LONDON (Reuters) - Britain on Tuesday said it would retain the European 'CE' safety mark for products indefinitely rather than scrap it following the country's departure from the European Union, in a move welcomed by businesses as a pragmatic step.

The British government had touted Brexit as an opportunity to ditch burdensome EU regulations on businesses but it has since dialled back some of those plans after companies complained they would face increased costs and bureaucracy, hitting their ability to compete.
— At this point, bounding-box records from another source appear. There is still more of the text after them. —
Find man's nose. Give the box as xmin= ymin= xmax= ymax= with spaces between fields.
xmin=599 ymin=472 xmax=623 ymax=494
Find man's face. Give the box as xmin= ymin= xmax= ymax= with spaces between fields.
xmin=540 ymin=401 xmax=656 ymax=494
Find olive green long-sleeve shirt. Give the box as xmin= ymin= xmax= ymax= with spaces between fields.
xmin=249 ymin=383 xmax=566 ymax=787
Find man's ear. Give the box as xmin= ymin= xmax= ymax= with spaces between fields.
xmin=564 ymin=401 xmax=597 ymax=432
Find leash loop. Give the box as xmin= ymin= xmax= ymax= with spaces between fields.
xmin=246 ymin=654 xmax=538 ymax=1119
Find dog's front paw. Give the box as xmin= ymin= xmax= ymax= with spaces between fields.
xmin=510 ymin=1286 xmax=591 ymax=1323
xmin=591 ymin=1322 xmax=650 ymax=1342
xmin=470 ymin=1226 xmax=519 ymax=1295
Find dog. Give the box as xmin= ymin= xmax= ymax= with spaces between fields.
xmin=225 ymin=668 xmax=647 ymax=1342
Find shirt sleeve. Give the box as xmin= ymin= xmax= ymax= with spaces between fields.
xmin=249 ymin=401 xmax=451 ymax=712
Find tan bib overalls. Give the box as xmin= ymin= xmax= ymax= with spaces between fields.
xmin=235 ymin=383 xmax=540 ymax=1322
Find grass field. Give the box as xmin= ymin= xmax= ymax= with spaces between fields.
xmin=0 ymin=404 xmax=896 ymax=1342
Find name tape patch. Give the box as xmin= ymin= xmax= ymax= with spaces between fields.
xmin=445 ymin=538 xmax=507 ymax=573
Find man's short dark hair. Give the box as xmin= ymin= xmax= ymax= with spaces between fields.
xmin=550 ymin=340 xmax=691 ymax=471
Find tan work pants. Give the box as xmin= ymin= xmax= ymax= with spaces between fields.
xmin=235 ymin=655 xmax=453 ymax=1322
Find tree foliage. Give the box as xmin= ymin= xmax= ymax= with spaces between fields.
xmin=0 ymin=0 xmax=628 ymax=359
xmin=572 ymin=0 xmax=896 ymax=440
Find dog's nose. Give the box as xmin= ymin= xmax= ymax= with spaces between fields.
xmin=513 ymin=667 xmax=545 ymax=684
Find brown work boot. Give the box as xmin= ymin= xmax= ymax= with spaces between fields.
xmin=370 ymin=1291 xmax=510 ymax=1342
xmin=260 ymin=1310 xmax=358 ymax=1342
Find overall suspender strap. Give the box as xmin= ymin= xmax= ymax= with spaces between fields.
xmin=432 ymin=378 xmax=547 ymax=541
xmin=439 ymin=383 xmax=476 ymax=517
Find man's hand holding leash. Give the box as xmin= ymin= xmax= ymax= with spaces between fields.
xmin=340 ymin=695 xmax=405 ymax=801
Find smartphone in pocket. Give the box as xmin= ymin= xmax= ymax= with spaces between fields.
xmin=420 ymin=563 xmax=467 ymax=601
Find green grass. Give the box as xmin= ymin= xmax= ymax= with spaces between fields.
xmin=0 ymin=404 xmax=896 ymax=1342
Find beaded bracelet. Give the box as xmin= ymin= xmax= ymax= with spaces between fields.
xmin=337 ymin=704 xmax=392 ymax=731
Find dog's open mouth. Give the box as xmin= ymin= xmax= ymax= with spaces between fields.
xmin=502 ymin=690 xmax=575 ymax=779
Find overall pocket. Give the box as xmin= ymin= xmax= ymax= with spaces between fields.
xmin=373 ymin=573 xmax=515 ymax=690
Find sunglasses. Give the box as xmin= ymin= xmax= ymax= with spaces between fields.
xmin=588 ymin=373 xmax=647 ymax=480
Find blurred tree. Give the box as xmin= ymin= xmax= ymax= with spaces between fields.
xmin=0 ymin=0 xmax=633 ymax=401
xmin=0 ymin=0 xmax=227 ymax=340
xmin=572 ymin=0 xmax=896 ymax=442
One proposal included the introduction of a UKCA mark to replace the European scheme that shows products meet safety, health, and environmental protection requirements. The government said on Tuesday businesses would now be able to choose which scheme to use when selling products in Britain.
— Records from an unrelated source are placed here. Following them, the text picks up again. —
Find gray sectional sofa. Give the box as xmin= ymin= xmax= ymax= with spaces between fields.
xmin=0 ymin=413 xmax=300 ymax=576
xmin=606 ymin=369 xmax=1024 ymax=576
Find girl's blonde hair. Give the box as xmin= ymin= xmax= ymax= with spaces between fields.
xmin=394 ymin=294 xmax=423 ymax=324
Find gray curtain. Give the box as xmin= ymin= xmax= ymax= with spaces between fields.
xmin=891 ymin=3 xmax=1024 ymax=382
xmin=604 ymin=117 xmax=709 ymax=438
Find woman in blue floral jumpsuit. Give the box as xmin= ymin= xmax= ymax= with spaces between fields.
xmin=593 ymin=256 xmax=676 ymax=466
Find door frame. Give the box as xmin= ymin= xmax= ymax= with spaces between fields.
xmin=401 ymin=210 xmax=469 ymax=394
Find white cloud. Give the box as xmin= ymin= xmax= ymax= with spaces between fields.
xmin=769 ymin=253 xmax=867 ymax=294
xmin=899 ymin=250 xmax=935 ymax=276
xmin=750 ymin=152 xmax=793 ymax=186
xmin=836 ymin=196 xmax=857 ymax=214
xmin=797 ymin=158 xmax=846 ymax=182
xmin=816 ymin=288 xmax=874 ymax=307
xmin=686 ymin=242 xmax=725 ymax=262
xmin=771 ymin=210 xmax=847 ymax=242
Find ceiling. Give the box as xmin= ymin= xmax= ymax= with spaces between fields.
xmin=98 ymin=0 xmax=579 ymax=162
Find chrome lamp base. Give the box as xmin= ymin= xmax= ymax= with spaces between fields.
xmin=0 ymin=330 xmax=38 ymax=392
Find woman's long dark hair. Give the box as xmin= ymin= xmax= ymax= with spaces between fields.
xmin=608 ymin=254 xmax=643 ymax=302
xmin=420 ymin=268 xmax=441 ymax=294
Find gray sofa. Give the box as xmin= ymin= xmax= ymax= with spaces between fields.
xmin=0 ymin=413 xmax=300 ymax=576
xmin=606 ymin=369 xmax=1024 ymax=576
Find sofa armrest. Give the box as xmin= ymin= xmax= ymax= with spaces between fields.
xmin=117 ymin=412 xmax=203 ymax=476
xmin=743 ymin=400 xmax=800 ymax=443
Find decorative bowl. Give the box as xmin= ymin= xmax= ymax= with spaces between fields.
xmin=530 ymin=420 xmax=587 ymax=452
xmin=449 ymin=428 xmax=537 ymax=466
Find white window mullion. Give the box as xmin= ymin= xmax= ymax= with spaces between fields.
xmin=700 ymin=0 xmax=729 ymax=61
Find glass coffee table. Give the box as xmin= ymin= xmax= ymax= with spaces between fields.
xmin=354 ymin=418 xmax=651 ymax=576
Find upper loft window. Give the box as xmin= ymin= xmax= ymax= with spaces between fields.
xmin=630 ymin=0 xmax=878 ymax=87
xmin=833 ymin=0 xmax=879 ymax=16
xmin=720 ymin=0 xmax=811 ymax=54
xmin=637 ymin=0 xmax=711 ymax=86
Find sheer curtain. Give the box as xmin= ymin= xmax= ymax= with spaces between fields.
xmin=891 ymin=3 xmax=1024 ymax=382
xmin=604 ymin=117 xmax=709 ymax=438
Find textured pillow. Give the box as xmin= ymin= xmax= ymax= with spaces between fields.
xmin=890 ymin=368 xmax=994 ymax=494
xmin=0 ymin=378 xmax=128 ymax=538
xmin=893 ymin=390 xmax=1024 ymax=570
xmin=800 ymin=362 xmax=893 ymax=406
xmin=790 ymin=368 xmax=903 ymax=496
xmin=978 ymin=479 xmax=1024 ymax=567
"The government is tackling red tape, cutting burdens for business, and creating certainty for firms – we have listened to industry, and we are taking action to deliver," business minister Kevin Hollinrake said.

"By extending CE marking use across the UK, firms can focus their time and money on creating jobs and growing the economy."

Earlier this year the government scrapped another post-Brexit plan, saying it would no longer remove all EU laws by the end of this year.

British companies had complained that a UKCA certification would lead to extra costs because it was not recognised by Brussels, which has far greater regulatory sway in the world, diminishing its relevance outside of Britain.

Some British companies that export to Europe have moved operations into the EU in part so they can access the bloc's CE certification scheme - a marking that can be desired by buyers of goods outside of Europe.

The British Chambers of Commerce welcomed the indefinite retention of the CE mark, saying that a 2021 survey found only 8% of businesses had wanted to ditch the EU marking system and 59% of companies impacted by the decision wanted to keep it.

Stephen Phipson, the head of manufacturing industry group Make UK, said it would "safeguard the competitiveness of manufacturers and aid the UK as a destination for investment".